Dark Matter structures and their fingerprints on the indirect detection of gamma-rays
Lidia Pieri
IAP Paris
Wed, Mar. 18th 2009, 14:15
Salle Claude Itzykson, Bât. 774, Orme des Merisiers
According to the Lambda Cold Dark Matter paradigm, the dark matter halos today were formed through successive mergers of smaller mass halos. Part of these merging halos survived without being disrupted in the merging event, and form the structure of galaxies and clusters today.
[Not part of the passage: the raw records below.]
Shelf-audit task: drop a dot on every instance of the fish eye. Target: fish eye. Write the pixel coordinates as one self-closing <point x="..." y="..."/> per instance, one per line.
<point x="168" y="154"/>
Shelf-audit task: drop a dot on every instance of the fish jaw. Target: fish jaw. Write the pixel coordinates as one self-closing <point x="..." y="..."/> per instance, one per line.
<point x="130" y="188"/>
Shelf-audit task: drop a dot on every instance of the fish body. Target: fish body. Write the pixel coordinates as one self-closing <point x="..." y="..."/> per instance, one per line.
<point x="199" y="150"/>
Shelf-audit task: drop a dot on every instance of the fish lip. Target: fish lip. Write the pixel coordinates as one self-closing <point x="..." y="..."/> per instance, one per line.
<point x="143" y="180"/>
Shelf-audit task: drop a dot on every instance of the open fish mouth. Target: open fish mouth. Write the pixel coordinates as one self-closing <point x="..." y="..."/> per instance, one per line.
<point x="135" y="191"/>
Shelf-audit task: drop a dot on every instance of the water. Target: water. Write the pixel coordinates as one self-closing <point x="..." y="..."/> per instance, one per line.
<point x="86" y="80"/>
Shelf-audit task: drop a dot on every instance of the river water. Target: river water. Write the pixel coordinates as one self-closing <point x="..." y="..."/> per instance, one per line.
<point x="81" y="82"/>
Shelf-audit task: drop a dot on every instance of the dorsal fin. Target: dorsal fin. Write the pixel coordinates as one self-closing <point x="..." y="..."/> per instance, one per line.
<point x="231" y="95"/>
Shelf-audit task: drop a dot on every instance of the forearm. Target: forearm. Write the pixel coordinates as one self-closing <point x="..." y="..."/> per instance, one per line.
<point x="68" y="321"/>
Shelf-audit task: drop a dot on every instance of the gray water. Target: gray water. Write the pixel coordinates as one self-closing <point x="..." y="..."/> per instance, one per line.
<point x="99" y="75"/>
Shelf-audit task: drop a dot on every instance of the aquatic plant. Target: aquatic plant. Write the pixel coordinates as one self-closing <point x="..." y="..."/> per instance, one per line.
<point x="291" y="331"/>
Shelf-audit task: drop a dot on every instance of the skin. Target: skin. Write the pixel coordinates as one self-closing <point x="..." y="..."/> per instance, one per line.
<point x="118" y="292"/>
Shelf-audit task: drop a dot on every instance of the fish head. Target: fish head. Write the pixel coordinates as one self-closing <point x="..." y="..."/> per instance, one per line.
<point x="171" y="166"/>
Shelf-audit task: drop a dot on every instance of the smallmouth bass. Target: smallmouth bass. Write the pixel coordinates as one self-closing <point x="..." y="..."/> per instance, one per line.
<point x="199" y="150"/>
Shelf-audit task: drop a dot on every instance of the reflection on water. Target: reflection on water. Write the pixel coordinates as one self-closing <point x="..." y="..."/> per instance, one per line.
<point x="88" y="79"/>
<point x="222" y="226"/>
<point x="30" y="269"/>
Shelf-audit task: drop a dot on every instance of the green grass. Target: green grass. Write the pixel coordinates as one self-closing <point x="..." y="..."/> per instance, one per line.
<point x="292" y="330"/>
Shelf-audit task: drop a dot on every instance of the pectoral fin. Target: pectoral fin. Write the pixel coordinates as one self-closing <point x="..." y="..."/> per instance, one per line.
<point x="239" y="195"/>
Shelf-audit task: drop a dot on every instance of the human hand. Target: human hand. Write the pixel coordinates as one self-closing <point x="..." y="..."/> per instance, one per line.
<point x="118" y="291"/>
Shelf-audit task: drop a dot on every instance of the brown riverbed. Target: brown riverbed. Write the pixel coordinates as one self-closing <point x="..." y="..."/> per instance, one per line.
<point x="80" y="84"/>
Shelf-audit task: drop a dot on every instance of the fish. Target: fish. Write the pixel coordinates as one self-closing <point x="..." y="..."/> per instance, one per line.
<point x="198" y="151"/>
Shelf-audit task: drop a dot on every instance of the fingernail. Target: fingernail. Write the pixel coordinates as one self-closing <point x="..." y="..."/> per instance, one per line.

We implement different models describing the properties of a population of substructures inside the Milky Way as well as at cosmological distances, based on recent N-body simulation. We also study the properties of the observed satellites of our Milky Way such as the dwarf galaxies, based on an hybrid modeling derived from astronomical data and numerical simulations. We present our predictions for the indirect detection of dark matter through the observation of gamma-rays produced in the annihilation process, in the case when the dark matter particle is the lightest supersymmetric particle. We study both the detectability of subhalos and their angular signatures. We also include the effect of the Sommerfeld enhancement of the annihilation cross section in the "slow", small mass galactic and extragalactic halos. We make predictions for both the Fermi telescope and for the Air Cherenkov Telescopes and show comparisons with the already available data.